MECANIQUE POPULAIRE 2011 sur une proposition de Renaud Jerez RENAUD JEREZ / DAVID DOUARD
Répondant à une invitation de la galerie Chez Valentin, le jeune artiste français Renaud Jerez
propose une exposition de ses récentes oeuvres qu'il a choisi de confronter avec les pièces d'un autre
jeune artiste, David Douard. "Mécanique Populaire" est l'occasion d'une troisième collaboration entre
ces deux artistes. Tout en évoluant parallèlement et individuellement, leurs univers respectifs
demeurent intimement liés. Partageant un socle imaginaire commun qu’ils doivent en partie à
une longue amitié, ces deux pratiques se nourrissent de mêmes référents culturels et historiques. C’est
donc naturellement, par affinités formelles et conceptuelles, que les deux regards se croisent,
s’alimentant l’un l’autre, construisant un langage qui met à jour des origines communes.

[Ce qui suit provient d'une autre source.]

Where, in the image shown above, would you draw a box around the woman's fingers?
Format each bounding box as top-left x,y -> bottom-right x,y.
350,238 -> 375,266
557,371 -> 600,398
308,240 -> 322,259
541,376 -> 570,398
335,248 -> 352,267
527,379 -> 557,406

Prenant racines à partir d'une géographie mentale collective, les oeuvres proposées par
Renaud Jerez et David Douard construisent et agencent des objets du doute, cultivent les écarts et
multiplient les références, attirant le regard dans de sinueuses trajectoires du sens. Puisant sa source
dans les latences du réel, leur pratique relève d’une forme de maillage mental et intuitif qui s’incarne à
l’intérieur de dispositifs hybrides, rejouant ainsi les codes du display, de la peinture, de la sculpture ou
encore du collage et de la vidéo. Elaborées à partir d’une profusion de matériaux, objets ou fragments
d’objets manufacturés, textes, images, affiches publicitaires, matières premières et organiques, ces
oeuvres glissent du registre de la low culture la plus triviale à celui de l’histoire de l’art et des idées,
construisant un langage multiforme qui percute le réel à travers ses différents niveaux de
représentations. N’entretenant nul complexe vis-à-vis des références et des codes qu’ils manipulent
avec une forme d’irrévérence qui souvent tient de l’humour ou de l’ironie, leur geste artistique, libre et
radical, s’apparente à une forme d’appropriation, d’extraction ou de prise de possession du réel
comme matériau brut, comme réservoir de formes pures. Refusant le confort d’un point de fixation
du sens, l’oeuvre fuit la lourdeur des fondements théoriques, lui opposant une « mécanique » intuitive
qui cultive le doute et l’équivoque. Cette simplicité affichée du geste qui puise spontanément dans les
organes de la réalité la plus ordinaire revendique sa filiation avec Fluxus. Ainsi, chez Renaud Jerez et
David Douard l’oeuvre tient le plus souvent du montage, de l’agencement d’une partition abstraite qui
redouterait l’accord parfait, lui préférant le relief de ses dissonances. Procédant par accumulation,
assemblage, ou au contraire par extraction ou simplification, l’oeuvre se donne à voir comme une
pure construction dont la matrice, le principe organisateur, demeurerait partiellement voilée, secrète,
voir totalement occulte. Favorisant les silences, jouant d’ellipses ou de détours, l’image n’est jamais
directe, entretenant l’errance et la déroute du spectateur. Ainsi, si ce dernier peine à déchiffrer la
trajectoire mentale de l’artiste, à percer le « sens caché » de ces oeuvres, c’est que ce montage est à
géométrie variable, cette grille de signes pouvant être activée librement. Malléable, l’oeuvre dans son
déploiement reflète cet intérêt que les deux artistes entretiennent pour « les états liquides » de la
pensée, les flux et les passages du sens qui mettent en contact et rapprochent des réalités a priori
incompatibles. C’est alors la résistance de cette soudure, ce qui se fait lien « entre » les éléments qui
ordonnent notre monde visible, que les deux artistes s’attachent ici à questionner. Afin de bouleverser
l’apparence inflexible du réel, et pour rendre lisible cet agencement poétique, l’oeuvre suppose alors de
la part du spectateur une grande souplesse du regard.